L’obiettivo è mostrare una destinazione che non si limita alla vacanza balneare e punta invece su un sistema di esperienze più ampio, dal turismo culturale all’outdoor, dall’enogastronomia all’agriturismo. Un cambio di accento prima ancora che di immagine, per offrire una pluralità di motivi per partire.
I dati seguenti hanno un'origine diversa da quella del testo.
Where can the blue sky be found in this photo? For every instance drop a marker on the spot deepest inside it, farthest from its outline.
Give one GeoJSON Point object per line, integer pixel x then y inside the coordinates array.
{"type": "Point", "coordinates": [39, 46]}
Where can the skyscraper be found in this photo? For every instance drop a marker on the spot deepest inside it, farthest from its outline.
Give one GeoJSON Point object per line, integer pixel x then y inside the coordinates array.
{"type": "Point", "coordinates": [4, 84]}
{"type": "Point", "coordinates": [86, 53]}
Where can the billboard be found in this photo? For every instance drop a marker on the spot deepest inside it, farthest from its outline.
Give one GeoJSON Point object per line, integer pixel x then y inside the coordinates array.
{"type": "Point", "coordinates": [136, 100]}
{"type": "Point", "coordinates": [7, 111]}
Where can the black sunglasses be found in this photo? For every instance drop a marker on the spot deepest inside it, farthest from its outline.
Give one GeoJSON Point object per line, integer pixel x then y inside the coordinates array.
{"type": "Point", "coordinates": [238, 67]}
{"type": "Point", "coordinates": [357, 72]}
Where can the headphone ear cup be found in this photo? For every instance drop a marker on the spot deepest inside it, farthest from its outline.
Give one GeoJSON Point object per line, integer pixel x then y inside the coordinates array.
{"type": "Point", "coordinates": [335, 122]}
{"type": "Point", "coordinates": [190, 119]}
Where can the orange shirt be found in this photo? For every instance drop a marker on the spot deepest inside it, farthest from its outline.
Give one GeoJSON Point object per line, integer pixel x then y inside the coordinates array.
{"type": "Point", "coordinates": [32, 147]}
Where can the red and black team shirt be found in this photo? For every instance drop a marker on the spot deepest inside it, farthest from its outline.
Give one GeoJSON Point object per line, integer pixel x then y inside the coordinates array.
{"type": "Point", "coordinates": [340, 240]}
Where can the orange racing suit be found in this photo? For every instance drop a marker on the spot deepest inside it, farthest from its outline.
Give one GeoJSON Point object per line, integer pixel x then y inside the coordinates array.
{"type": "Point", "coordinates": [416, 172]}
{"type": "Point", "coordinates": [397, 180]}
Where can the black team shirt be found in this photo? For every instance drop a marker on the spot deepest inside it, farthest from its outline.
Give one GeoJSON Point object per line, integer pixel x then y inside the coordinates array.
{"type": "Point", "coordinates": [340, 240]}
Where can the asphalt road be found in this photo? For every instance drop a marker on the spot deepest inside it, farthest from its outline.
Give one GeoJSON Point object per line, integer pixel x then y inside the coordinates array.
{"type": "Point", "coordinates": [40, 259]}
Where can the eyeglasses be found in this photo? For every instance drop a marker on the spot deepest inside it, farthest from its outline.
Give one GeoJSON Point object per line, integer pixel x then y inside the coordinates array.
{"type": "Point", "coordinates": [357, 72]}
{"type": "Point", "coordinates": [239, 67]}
Ad aprire l’incontro è stato Med Hedi Chihaoui, incaricato d’Affari dell’Ambasciata di Tunisia in Italia. Poi Karim Jatlaoui, rappresentante dell’ONTT in Italia a Milano, ha illustrato le linee strategiche con cui la Tunisia intende rafforzare la propria presenza sul mercato italiano: valorizzazione dei territori, autenticità dell’esperienza, attenzione a una domanda che oggi cerca immersione culturale, sostenibilità e contatto con il contesto locale.